Quantum Approximate Optimization Algorithm (QAOA) is one of the most promising quantum algorithms for the Noisy Intermediate-Scale Quantum (NISQ) era.
The Quantum Approximate Optimization Algorithm is a hybrid quantum-classical algorithm designed to solve combinatorial optimization problems. It works by preparing a quantum state through a sequence of quantum operations, alternating between two types of unitary transformations: one based on the problem Hamiltonian and another based on a mixing Hamiltonian. The algorithm uses classical optimization to find the best parameters for these transformations.
While QAOA may not always find the optimal solution, it can find good approximate solutions, making it particularly interesting for near-term quantum computers with limited coherence times. The algorithm’s performance typically improves as more iterations are added.
Quantifying the performance of QAOA in the near-term regime is of utmost importance. A team at Argonne National Laboratory and Clemson University in USA has performed a large-scale numerical study of the approximation ratios attainable by QAOA.
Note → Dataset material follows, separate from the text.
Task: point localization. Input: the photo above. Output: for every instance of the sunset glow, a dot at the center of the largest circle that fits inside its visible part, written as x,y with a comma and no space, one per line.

To find good QAOA parameters they performed 990 million 10-qubit QAOA circuit evaluations. The researchers found that the approximation ratio increases only marginally as the depth is increased, and the gains are offset by the increasing complexity of optimizing variational parameters. They observed a high variation in approximation ratios attained by QAOA, including high variations within the same class of problem instances. They also discovered that the difference in approximation ratios between problem instances increases as the similarity between instances decreases.